When a credit card processor offers one rate for all your transaction, like Square, this is bundled pricing. The processor is taking all the interchange rates charged from Visa/MC and lumping them together and then marking them up. The processor then makes a different percentage depending on what type of cards you take from your customers.

This type of pricing is most commonly used for small businesses that may not take credit cards on a consistent basis. Oftentimes, companies that offer these types of rates will also offer other services to help the small business as well. A great example of this is Square and a company called Cuffr. They offer email invoicing, customer management and web-based payments. They only charge you when you take transactions.

3. Interchange Pass-Through (a.k.a. Cost Plus)

Cost Plus pricing is the most transparent way to price in the merchant service industry and the model we used at ProV3 Payments as well as other companies. This model discloses what fees are going directly to the card brands (Visa/MC interchange rates) and what the credit card processor is making (the discount rate). Here are some of the most common interchange rates from Visa and their associated fees.

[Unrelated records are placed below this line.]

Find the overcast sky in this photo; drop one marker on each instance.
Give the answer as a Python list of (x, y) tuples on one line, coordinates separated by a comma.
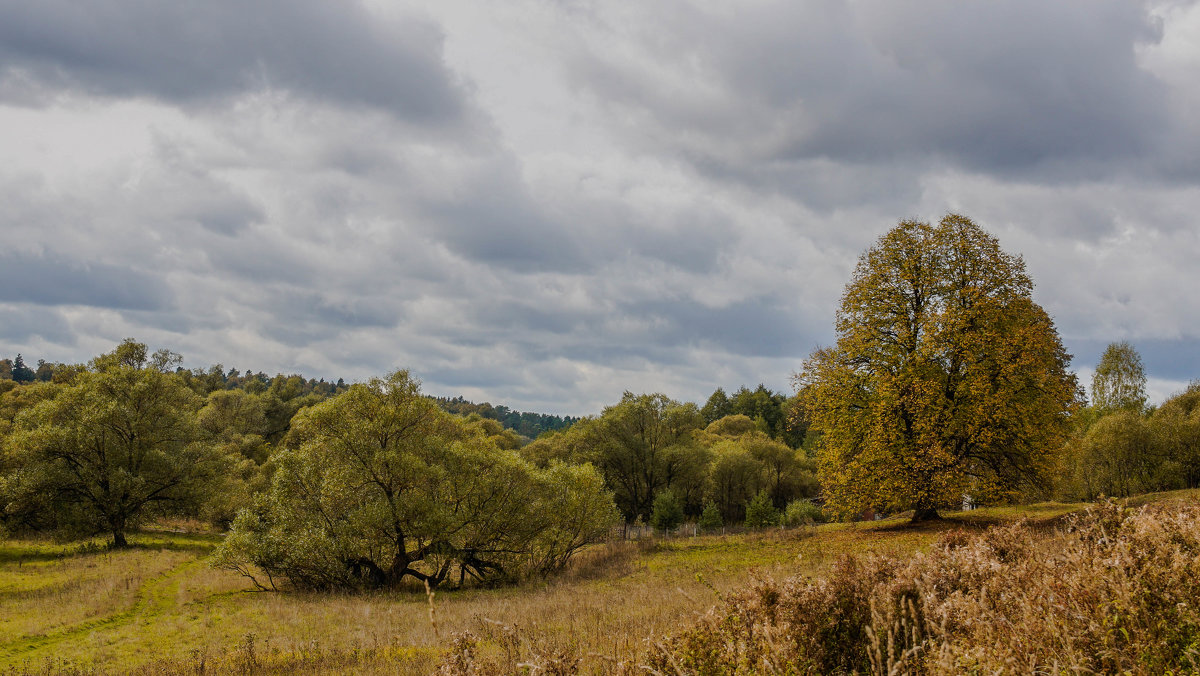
[(545, 203)]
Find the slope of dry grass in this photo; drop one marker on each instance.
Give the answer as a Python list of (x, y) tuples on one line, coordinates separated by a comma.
[(67, 609)]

  • Regulated Visa Check Card (This is your debit/check card) - .05% + .21/transaction
  • Traditional Rewards -  1.15% + .05/transaction
  • Visa Signature Preferred / Visa Infinite – 2.1% + .10/transaction
  • Business Standard Interchange Reimbursement Fee – 2.95% + .20/transaction

There are over 125 of these interchange buckets for Visa/MC. Where they land is determined by what type of card is accepted and how it is processed. If it is swiped, it will be cheaper than if it is keyed in.

Cost Plus is also very beneficial because it allows you to fully analyze how you are taking payments. For example, if you take payments over the phone you might be getting penalized for not having enough information in the transaction. By analyzing the interchange buckets you might be able to save a considerable amount just by adding something as simple as an invoice number when you process the transaction.

At the end of the day the only way to really determine how much you are paying for your credit card processing is to determine your “effective rate.” You calculate the effective rate by taking the total of all your fees and dividing it by the total card volume processed. By doing this calculation you will be able to determine if there might be hidden fees, downgrades or other issues that are increasing your fees.

Corey Young is managing partner at ProV3 Payments and CEO of Cuffr. He has 15 years of experience in the financial industry and enjoys working with his clients to help them with mobile payments, web/ecommerce payments and traditional retail transactions.